If you are a runner, you spend hours out on the road or track. You have trouble squeezing all those training runs into an already busy life. The last thing you need is another thing to do.
But running uses the same muscles over and over again and can lead to overuse injuries. These are heartbreaking injuries because rest is usually the first thing prescribed. You just have to wait until the overused muscle (usually a tendon, actually) heals.
An important line of defense against these common injuries is to actually work out more. How can you avoid overuse by working out more? Try complimentary exercises that strengthen the areas that have become weak in comparison. Basically, the five major muscles of the legs must each be strong to avoid injuring the tendons and connections they utilize. Places like the knees and hips can be injured if they are not supported properly. But as runners we spend hours kicking our legs behind us and using mainly the hamstring and calf muscles. It is imperitive that we strengthen the opposing muscles and the smaller muscles around the knee and hip.
Every expert has a different set of exercises they think you should do. Some recommend a full 35-45 minute full body strength training session. No one can dispute that doing a thorough workout like that will help you feel stronger and look better, but as runners we have some specific needs.
First, we already work out for hours a week. Adding 3 more full body workouts to that is difficult and improbable. Second, we want our strength training to be in service of our running, i.e. making us stronger, faster, better runners who are less prone to injury. Third, we aren't avid fans of gym workouts, we prefer to run outside in the fresh air. Fourth, we may not be good at strength workouts (or they may not come naturally to us) and that leads to avoiding them.

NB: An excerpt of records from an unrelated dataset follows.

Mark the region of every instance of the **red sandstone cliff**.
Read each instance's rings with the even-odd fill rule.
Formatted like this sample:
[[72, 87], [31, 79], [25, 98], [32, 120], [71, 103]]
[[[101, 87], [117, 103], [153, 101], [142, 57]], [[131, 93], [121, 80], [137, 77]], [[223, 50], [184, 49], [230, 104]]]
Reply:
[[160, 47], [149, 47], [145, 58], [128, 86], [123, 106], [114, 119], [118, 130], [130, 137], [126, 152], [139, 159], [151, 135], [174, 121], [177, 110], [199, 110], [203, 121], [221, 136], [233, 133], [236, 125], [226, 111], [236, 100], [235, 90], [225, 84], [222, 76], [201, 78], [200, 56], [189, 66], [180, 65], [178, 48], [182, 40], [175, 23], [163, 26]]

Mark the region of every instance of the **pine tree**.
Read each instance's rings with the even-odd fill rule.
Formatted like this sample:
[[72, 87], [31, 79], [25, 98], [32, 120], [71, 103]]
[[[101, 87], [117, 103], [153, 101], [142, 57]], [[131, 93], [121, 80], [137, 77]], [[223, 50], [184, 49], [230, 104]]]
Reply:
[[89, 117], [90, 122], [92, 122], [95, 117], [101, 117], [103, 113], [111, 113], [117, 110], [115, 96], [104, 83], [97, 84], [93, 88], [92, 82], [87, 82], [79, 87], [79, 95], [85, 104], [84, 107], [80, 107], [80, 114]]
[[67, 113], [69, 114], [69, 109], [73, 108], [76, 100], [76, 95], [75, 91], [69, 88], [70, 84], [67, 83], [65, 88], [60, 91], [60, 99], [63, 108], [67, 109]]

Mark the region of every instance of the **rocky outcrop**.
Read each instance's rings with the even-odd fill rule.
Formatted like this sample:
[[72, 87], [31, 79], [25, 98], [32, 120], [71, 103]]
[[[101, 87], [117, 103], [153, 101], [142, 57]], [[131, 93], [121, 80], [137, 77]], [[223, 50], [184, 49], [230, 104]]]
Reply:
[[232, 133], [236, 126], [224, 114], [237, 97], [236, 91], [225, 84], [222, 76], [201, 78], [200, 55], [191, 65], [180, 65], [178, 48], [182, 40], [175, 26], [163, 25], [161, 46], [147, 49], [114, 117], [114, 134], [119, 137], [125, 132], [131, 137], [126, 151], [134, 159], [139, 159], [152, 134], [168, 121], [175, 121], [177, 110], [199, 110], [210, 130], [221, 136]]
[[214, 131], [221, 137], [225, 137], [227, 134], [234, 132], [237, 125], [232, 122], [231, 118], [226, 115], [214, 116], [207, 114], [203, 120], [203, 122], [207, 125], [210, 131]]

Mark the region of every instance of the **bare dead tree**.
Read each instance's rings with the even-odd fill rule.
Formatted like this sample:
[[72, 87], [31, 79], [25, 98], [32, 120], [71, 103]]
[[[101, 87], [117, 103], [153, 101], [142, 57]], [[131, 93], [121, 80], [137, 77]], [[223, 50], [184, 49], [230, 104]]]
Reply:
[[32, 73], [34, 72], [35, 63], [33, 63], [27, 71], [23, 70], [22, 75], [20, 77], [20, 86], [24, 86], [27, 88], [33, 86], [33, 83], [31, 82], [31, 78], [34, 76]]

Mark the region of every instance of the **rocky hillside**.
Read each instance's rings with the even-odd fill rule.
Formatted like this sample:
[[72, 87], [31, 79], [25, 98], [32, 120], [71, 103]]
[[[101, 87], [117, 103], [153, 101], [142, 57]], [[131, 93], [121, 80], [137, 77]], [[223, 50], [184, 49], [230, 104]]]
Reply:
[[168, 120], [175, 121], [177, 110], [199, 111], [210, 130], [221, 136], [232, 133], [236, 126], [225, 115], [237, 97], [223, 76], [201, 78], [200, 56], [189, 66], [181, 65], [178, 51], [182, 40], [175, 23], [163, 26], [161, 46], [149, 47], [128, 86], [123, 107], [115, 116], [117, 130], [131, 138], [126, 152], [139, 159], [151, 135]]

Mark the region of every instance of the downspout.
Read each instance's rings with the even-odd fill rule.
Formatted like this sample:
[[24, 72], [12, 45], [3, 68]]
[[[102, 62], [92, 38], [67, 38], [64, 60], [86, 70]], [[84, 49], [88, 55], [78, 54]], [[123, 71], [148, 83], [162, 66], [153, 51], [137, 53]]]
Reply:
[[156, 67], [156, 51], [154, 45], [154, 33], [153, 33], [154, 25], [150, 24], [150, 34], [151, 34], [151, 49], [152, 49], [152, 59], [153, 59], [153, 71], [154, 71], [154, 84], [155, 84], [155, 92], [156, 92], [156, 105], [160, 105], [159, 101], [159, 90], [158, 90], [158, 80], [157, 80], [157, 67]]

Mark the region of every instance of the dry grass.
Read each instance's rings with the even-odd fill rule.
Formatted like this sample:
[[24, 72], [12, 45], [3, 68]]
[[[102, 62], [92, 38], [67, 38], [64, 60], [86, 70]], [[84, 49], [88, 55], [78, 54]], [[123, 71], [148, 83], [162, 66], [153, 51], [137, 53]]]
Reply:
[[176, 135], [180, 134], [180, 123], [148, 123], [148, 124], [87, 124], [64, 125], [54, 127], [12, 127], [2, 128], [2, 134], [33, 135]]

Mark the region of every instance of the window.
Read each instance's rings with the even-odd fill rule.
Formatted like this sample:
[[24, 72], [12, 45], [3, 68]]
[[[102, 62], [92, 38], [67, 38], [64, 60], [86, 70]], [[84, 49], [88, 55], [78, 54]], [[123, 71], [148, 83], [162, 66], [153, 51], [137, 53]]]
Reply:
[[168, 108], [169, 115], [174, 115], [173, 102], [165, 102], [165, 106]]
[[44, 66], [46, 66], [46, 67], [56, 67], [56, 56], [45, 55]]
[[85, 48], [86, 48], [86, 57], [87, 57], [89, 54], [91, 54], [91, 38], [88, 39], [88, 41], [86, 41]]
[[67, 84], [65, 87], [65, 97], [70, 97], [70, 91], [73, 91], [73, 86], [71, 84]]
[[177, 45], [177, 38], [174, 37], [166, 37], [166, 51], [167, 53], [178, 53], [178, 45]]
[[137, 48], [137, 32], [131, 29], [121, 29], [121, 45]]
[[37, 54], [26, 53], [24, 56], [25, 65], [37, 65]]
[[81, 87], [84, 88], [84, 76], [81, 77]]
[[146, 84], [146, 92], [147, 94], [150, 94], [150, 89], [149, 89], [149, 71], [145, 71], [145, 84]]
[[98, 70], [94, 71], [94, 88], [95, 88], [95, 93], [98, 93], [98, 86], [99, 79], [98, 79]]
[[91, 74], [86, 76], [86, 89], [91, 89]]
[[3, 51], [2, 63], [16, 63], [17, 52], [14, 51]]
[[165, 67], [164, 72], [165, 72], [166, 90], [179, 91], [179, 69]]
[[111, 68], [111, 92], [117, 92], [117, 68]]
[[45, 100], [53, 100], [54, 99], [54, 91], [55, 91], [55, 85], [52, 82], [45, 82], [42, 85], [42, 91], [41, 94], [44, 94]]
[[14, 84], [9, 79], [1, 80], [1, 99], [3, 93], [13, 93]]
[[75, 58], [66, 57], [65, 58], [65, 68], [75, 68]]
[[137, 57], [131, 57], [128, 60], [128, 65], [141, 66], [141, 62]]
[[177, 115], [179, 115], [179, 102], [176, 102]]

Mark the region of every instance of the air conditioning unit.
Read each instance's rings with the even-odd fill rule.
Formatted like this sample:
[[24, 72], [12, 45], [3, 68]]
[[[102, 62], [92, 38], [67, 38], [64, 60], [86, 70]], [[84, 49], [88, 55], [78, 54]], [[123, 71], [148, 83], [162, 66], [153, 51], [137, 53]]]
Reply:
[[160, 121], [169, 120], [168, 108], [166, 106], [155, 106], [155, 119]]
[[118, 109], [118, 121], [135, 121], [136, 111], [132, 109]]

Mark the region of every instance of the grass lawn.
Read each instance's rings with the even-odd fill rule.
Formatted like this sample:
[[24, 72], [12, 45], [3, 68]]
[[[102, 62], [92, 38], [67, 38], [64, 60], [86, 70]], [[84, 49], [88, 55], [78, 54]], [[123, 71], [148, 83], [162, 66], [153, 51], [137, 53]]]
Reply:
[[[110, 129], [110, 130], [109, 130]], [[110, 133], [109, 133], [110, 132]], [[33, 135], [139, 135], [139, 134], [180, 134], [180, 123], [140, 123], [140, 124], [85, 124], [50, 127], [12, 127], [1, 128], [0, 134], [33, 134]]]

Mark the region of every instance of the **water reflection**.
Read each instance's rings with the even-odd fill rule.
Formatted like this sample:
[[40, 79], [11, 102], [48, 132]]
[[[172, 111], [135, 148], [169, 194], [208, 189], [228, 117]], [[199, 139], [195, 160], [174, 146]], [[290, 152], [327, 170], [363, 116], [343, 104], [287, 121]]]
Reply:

Sifting through many sources has revealed that experts have similar recommendations. This list is of the top 4 suggested strength moves that you can do quickly and easily after a run or on your rest days. They do not need to be performed in a gym, and the only equipment needed is a stretchy band used in the lateral band walks. Click on the exercise name for links to detailed instructions on proper form for each exercise.
Calf raises - Balances the shin muscles that work hard pulling the toe up as we run. Can help with Achilles tendon injuries.
Plank - Strengthens core, butt, and even shoulders (runners don't get as much upper body toning). Core strengthening is great because when your running form sags, you are not as effecient.
Lateral band walks - Improves hip stability and knee joint stability, strengthens the hip abductors and glute medius. Be sure and lead with the heel! The smaller muscles around the hips are important as a guard against IT band issues.